Logging, metrics, transparency on what is going on at a certain time, these can all be heavily improved;
The solution as described is not easily scalable.

The easy way out

You could just install an configure Jenkins, as it is designed to be.

This is the easy way, but having it out into the open into the “wild internet” just gave me chills on my back, especially since at some point it needs to handle secrets.

Initially I thought of putting Jenkins in the middle of everything and behind a proxy which validated the input coming on the webhooks. But I quickly realized that the proxy did not provide as much security as was needed – one way or another, I had to open Jenkins to the internet, even if only temporary.

Producer/Consumer

The producer/consumer design pattern is used to decouple processes which produce data at different rates. It is often preferred when implementing microservices.

How it applies in our case:

Any website, service, anyone who calls our webhook will be a producer;
The queue/storage will be handled by the PHP application and it will be unlimited;
The consumer will be the the typescript application which will pass the request towards wherever we decide.

I have a general feeling that both the queue and the consumer can be simpler. With time and usage, points where it can be improved will pop up.

Webhooks

Webhooks (a.k.a. Reverse APIs) are user-defined HTTP callbacks which are triggered by some event happening in a third party service / application. When that event happens, a request is made to that webhook which in turn, executes something in our application.

Explained by example: once a PR is merged into the main branch in a Github repository, Github will call a webhook towards a notifying application with will send a message in a Slack channel saying that a new merge has occurred. Simple, right?

More info:

The proxy and the queue manager

We will use an app built with PHP and MySQL, even if it’s not the ideal solution nowadays. This way, it can basically be hosted anywhere, without any special requirements. Also, we don’t expect many simultaneous requests towards this app (since it will be called only when some parts of the code is updated in your projects).

I think it can be easily be rewritten to any kind of language and I guess the use of a proper message broker like RabbitMQ can come in handy in some cases. However, for our use case, we want to keep things as simple as possible.

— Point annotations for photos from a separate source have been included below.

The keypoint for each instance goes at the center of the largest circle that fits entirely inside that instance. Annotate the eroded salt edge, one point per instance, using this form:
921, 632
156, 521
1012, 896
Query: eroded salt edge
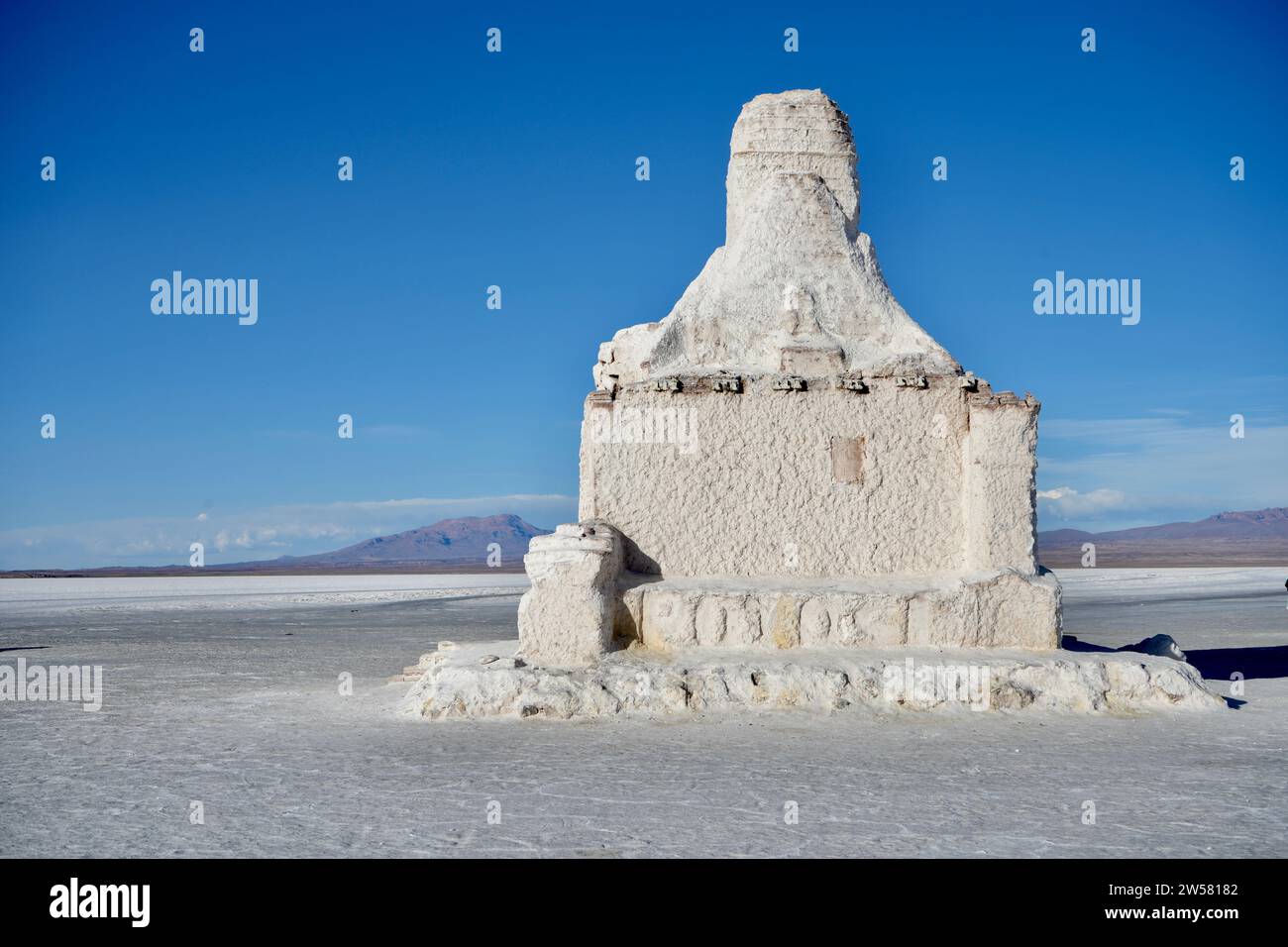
456, 684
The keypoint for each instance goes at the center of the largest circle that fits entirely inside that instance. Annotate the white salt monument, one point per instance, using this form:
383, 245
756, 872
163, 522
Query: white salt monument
793, 496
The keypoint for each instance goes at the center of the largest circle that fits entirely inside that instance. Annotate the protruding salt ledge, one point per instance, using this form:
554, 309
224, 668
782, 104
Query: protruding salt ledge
487, 681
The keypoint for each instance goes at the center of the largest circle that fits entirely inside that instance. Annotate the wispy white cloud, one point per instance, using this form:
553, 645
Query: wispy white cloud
1068, 502
1133, 471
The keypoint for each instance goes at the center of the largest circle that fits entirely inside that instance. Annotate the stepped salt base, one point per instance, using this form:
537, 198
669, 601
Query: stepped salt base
490, 681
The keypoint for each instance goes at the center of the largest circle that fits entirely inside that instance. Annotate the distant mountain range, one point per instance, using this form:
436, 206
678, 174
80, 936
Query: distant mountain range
455, 541
1250, 538
449, 545
1254, 538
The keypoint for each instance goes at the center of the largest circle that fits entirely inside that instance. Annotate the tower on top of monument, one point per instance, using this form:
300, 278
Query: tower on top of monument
797, 287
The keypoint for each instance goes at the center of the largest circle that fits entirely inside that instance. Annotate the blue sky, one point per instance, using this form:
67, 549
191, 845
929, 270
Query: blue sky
518, 169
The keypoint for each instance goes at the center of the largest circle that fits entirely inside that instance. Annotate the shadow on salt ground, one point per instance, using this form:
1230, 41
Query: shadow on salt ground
1216, 663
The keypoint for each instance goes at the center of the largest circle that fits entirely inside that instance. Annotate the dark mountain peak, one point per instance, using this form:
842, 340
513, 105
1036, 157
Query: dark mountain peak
464, 539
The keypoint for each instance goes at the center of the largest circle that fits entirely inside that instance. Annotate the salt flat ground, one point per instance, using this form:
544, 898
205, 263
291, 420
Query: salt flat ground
224, 690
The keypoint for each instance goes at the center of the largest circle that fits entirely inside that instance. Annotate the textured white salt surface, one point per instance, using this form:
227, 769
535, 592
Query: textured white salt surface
240, 709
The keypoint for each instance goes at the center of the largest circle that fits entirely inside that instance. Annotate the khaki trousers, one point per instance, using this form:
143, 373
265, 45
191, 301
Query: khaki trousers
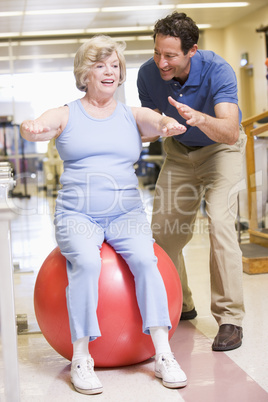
187, 174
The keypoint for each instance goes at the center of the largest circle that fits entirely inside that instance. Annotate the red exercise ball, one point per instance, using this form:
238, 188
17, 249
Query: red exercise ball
122, 342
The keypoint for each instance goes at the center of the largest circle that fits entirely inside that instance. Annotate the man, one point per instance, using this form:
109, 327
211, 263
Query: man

We will use Lumen for completing the task. On the one hand, it is pretty lightweight and on the other hand it already implements support for most of the functionality needed in this small project. We assume you have composer and PHP already installed on your computer. However, you can also use a container for accessing these tools.

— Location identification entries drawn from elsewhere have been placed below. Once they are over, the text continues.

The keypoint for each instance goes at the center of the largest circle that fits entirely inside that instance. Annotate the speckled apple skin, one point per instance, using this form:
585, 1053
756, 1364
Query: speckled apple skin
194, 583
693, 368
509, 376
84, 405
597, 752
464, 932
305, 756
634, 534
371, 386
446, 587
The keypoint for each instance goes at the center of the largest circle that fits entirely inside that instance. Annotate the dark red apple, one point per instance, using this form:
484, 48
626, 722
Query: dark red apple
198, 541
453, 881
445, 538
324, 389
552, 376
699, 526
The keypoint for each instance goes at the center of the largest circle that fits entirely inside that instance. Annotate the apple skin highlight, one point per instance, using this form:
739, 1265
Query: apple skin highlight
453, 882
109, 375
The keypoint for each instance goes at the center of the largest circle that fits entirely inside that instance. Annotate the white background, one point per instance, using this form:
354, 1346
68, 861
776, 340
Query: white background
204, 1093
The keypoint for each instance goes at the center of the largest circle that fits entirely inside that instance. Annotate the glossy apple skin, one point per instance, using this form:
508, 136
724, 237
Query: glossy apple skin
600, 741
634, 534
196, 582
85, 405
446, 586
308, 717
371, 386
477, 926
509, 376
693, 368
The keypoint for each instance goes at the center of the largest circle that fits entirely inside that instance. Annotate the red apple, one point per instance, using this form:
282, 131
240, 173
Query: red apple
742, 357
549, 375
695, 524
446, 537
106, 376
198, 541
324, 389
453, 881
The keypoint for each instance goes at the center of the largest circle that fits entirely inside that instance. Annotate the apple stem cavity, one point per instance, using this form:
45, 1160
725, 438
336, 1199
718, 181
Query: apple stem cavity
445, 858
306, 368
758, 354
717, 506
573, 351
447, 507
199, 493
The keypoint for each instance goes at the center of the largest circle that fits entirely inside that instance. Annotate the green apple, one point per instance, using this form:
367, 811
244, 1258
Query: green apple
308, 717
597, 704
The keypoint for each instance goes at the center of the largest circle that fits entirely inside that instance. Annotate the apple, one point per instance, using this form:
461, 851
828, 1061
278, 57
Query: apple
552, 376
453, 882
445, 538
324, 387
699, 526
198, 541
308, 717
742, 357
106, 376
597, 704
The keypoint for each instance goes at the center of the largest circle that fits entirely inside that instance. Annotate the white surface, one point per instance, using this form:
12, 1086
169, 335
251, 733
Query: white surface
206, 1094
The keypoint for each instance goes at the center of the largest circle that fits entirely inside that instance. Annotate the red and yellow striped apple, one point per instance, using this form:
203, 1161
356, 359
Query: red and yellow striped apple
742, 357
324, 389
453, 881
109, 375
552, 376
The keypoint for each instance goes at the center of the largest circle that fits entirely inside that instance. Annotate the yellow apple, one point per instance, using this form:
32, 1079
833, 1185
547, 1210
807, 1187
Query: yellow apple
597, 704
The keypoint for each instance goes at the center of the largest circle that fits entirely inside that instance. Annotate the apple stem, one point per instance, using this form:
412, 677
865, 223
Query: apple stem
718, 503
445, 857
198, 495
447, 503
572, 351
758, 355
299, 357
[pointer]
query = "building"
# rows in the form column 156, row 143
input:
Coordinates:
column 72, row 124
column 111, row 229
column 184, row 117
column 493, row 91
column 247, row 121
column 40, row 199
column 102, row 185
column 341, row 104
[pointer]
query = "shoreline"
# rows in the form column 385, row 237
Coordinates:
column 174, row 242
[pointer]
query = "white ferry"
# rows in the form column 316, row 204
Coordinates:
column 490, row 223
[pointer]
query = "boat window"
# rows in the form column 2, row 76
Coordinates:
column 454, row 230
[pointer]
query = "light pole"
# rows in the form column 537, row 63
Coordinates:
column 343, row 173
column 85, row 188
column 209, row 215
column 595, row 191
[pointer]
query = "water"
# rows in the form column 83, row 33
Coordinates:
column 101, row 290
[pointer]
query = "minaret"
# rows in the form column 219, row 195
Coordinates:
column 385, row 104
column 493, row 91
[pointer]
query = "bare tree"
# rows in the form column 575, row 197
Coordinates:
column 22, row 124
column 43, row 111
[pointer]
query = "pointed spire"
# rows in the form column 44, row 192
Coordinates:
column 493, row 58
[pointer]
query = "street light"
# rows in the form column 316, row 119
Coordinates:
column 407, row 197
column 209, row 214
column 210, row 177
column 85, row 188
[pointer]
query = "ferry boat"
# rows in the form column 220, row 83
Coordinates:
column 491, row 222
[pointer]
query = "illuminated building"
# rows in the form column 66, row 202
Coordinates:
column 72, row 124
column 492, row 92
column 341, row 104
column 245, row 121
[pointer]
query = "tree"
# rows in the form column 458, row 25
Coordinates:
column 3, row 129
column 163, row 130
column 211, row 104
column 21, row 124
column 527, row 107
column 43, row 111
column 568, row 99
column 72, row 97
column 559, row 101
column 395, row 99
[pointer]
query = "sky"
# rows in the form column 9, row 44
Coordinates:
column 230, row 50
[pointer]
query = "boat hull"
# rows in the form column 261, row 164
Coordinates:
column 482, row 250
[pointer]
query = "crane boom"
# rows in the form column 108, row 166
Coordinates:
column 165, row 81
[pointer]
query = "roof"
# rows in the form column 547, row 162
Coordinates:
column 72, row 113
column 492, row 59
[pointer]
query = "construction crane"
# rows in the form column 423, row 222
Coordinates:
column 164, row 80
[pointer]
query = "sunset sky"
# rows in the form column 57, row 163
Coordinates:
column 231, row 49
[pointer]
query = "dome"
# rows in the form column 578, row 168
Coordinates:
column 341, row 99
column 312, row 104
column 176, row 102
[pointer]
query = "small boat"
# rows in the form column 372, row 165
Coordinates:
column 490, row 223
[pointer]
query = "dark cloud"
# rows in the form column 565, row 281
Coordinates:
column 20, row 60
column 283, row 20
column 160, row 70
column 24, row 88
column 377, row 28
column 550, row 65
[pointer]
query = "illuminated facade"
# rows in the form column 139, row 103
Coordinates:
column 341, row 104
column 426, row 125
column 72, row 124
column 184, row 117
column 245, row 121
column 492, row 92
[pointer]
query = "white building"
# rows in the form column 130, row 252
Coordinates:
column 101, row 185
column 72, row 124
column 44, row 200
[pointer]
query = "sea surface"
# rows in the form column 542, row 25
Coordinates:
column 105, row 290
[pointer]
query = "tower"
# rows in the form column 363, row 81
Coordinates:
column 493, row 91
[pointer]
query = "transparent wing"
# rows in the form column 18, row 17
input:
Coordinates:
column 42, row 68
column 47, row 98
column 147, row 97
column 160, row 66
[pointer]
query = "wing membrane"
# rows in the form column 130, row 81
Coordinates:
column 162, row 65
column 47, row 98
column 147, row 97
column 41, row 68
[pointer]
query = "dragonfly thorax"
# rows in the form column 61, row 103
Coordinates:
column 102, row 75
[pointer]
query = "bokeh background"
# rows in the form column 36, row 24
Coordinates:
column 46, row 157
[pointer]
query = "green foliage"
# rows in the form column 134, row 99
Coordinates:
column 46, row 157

composer create-project --prefer-dist laravel/lumen automation-proxy
cd automation-proxy
git init
Commit the code at this point, to keep things tidy;
code .
If case you use Visual Studio Code and have the cli part installed, this command should open the editor at this folder.

The next things on the todo list:

Add docker/docker-compose support;
Enable the database support with eloquent, without facades;
Create the endpoint for storing webhooks, enable facades;
Create the endpoint for serving the stored webhooks;
Create endpoint to mark events as consumed;
Add minimal password protection to api and hook routes;
Add throttling to limit the requests per minute;
Add some tests.

artisan

I want to address the issue of artisan separately. Using an established framework as Laravel – or lumen, the younger dumber brother, as a friend once said 🙂 – comes with some nice tools.

You have already guessed that one such tool is artisan. It will help you clear cache, run migrations, create seeds. These are just a few examples, a lot more is available.

The lumen version of artisan has some commands missing, but it still has the part which handles migrations which is the most important, in my opinion. The following are the ones used for handling the storage of requests:

php artisam migrate:install
Setup the migration project instide the project;
php artisan make:migration create_hooks_table --table=hooks
This creates the new table hooks;
php artisan make:seeder HooksTableSeeder
This creates a seeder for the new table. A seeder populates the table with test data, for easier development;
php artisan migrate
Run the defined migrations;
php artisan db:seed
Seed the database with data;
composer dump-autoload
This command might be needed in case some of your classes are not found.

More information:

The consumer

The consumer will be bound to the Jenkins instance. This is why it is recommended that they be in the same network. It will check the connection to Jenkins before consuming, then it will retrieve the new requests stored, validate them again – as we are never supposed to trust the user input – and then pass them on to the Jenkins instance.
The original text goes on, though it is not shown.